During the second half of the 19th century in Russia the acceptance or rejection of Darwinism was seen as a kind of measuring-rod of modernity. Thus, the Jewish reception of Darwinism may serve as an indicator of the extent to which the Jews in Russia were part of the modernization of Russian society. But the Darwinian concept of evolution, that is, the gradual evolvement and extinction of biological species, through the mechanisms of natural and sexual selection, is generally considered to be incompatible with a teleological worldview, according to which there is a God-given plan for all of creation. This thesis addresses a twofold problem, implicit in the title. The first problem concerns the expected difficulties of reconciling Darwinism with Judaism and its traditional insistence on the presence of a God-given purpose in creation. The other problem is that of explaining the possible motives of the Jewish intellectuals for using Darwinian concepts such as the ‘struggle for existence’ in journal articles of the emerging Russian-Jewish press.
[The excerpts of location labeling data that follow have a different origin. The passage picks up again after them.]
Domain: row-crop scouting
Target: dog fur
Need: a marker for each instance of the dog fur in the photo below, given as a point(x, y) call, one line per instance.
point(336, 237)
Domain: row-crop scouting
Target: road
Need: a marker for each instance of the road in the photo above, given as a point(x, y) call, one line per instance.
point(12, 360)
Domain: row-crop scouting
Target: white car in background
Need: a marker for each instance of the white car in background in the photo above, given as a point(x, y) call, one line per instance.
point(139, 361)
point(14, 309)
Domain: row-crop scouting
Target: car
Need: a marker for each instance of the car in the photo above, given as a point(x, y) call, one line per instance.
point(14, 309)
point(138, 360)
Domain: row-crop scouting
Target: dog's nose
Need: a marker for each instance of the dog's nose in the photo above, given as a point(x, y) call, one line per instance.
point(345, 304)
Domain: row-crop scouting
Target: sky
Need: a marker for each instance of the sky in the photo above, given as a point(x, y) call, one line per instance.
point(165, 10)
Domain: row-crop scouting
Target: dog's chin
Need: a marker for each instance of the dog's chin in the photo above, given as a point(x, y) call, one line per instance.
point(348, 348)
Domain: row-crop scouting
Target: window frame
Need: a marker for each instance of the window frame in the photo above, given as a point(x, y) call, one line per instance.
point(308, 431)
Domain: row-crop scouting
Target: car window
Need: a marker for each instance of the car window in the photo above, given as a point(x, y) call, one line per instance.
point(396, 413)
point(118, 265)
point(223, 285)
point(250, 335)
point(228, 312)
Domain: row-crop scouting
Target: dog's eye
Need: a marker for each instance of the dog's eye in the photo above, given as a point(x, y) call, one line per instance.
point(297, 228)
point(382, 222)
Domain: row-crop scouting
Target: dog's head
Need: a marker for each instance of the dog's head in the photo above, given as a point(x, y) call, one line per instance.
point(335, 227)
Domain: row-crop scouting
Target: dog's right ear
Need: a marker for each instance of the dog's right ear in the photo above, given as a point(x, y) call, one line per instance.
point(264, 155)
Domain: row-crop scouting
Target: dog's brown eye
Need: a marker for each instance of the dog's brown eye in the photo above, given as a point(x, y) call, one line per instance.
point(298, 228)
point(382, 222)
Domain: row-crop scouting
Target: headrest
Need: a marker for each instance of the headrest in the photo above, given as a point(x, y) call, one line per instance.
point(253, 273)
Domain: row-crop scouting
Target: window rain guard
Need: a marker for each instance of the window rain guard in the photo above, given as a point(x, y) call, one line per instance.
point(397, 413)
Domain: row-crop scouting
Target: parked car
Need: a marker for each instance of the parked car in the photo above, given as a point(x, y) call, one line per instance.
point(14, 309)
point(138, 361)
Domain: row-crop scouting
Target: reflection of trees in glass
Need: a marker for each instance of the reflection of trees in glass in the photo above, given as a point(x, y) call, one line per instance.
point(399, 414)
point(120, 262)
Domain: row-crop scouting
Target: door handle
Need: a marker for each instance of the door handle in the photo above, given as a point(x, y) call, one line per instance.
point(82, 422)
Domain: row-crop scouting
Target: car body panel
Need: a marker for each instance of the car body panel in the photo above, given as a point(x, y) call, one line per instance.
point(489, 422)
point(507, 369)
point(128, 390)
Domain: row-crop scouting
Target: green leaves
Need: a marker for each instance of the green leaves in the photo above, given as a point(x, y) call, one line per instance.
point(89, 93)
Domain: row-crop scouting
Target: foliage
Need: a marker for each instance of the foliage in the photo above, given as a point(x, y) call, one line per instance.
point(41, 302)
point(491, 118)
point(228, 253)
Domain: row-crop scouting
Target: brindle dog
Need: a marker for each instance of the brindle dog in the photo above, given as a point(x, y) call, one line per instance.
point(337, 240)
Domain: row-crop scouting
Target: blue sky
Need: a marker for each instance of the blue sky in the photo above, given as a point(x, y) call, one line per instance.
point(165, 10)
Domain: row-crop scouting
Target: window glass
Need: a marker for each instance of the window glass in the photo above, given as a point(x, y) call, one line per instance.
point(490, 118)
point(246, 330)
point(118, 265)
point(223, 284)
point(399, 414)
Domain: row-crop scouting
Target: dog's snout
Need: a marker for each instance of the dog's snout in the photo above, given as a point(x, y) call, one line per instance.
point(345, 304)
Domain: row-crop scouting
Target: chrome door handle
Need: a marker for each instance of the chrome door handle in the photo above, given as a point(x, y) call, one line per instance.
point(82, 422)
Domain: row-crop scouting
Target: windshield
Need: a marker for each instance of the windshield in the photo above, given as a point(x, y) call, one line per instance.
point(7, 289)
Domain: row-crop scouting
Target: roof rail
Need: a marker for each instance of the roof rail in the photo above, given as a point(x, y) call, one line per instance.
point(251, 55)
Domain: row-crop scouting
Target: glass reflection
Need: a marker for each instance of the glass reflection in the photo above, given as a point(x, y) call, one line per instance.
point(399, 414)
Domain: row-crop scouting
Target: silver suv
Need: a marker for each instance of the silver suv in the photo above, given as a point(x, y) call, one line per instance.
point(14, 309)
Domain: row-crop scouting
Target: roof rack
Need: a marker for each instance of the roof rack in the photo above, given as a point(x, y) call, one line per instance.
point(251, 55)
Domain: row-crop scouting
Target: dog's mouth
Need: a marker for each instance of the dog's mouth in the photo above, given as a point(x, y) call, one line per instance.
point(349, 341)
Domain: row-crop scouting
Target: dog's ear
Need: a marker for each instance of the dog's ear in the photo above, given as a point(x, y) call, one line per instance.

The thesis examines the driving forces behind the possible Jewish reception of Darwinism in the Russian empire. This study employs discourse analysis, enhanced with the concept of isomorphism from institutional theory, for the examination of key concepts, citations, implied readers and purposes of a selection of journal articles from the Russian Jewish press of the period 1860-1900. Contrasting with the extensive and lively general Russian debate on Darwinism, described in a background chapter, the results show that the Jews in Russia were rather reluctant about discussing Darwinism in the Russian-Jewish press.

Censorship considerations, other constraints and imminent problems facing the Jews such as defence against growing anti-Semitism are indicated as possible causes of the little evidence of a Jewish reception of Darwinism that was found. It was only to the extent that Darwinian concepts such as the ‘struggle for existence’ could be employed to address these more pressing issues that they were found useful in a Jewish context. Another result of this study implies that the integration between Russian and Jewish intellectuals during this period was weak, as reflected by the insignificant number of references to Russian sources in the selection of Jewish journal articles that were examined.